Como una piel de toro extendida. Así definió -a finales del siglo I a. C.- el geógrafo griego Estrabón la forma que tiene la península ibérica plasmada en un mapa. De hecho, una de las metáforas más recurrentes de los españoles durante décadas, fue la de referirse al país como nuestra piel de toro.

Y el toro también como símbolo de la nación; toros de madera con hechuras de hierro, indultados y últimos supervivientes de los anuncios en las carreteras españolas, cuyas negras siluetas se recortan contra el azul del cielo y se alzan, digna y esporádicamente, sobre los tendidos del ruedo ibérico.

España y la fiesta de los toros, siempre en medio de controversias entre los propios españoles, y no solo en los mentideros y conversas de ahora entre los que están a favor o en contra de la fiesta, sino también en las ideas y las leyes de siglos ha.

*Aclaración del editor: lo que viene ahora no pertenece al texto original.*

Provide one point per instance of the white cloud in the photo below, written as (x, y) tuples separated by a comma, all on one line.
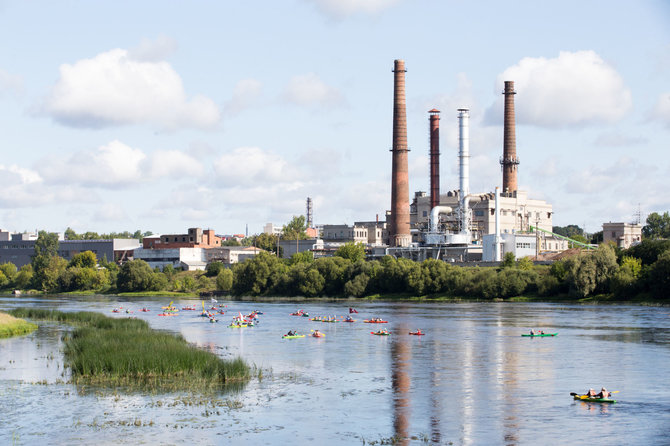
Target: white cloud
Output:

Así, el rey Carlos III, a través de una Real Pragmática, expedida el 9 de noviembre de 1785, ya prohibía «las fiestas de toros de muerte en todos los pueblos del Reino».

Y ello a pesar de que el célebre dramaturgo Nicolás Fernández de Moratín había escrito en 1777, a instancias del príncipe Pignatelli (quizás el propio Ramón Pignatelli, el ilustrado aragonés que en 1764 había mandado construir el zaragozano coso taurino de La Misericordia) una defensa de la lidia, titulada Carta histórica sobre las fiestas de toros en España. En ella, Moratín dejó escrito que «aunque algunos reclaman contra esta función llamándola barbaridad, hoy (año de 1777) ha llegado a tanto la delicadeza, que parece que se va a hacer una sangría a una dama, y no a matar de una estocada una fiera tan espantosa».

Pero a pesar de tan teatralizada defensa de Moratín por el sí de las lidias, Carlos IV publicaba años después, el 10 de febrero de 1805, una Real Cédula por la que, de nuevo, mandaba prohibir «absolutamente en todo el Reino, sin excepción, las fiestas de toros y novillos de muerte». Esgrimía el monarca que (los toros) eran «poco conformes a la humanidad que caracteriza a los españoles, causan un perjuicio al fomento de la ganadería vacuna y caballar y suponen un atraso de la industria por el desperdicio de tiempo que ocasionan en días que deben ocupar los artesanos en sus labores».

Y, paradojas, de la vida, hubo de ser un rey extranjero, francés por más señas, el rey José I (hermano de Napoleón Bonaparte) quien, gran aficionado a la fiesta, restaurase en España el arte del toreo. Y aun cuando fuera una estudiada medida, para atraerse el favor del pueblo español, durante la trágica guerra de la Independencia, el monarca intruso ordenó que el 25 de julio de 1808 -día de su proclamación en Madrid- quedase solemnizado con la celebración de dos corridas de toros.

Y ya,en un tiempo mucho más próximo a nuestros días, en 1923, el artista aragonés Ramón Acín (1888-1936) publicó un extraordinario libro antitaurino de caricaturas -en pre-orwelliana clave futurista- bajo el título de Las corridas de toros en 1970 (estudios para una película cómica). Quizás hubiera podido ser esta obra de Ramón Acín un buen guión para su buen amigo, el cineasta calandino Luis Buñuel, o para el mismísimo Orson Wells, gran amante de España y de los Sanfermines.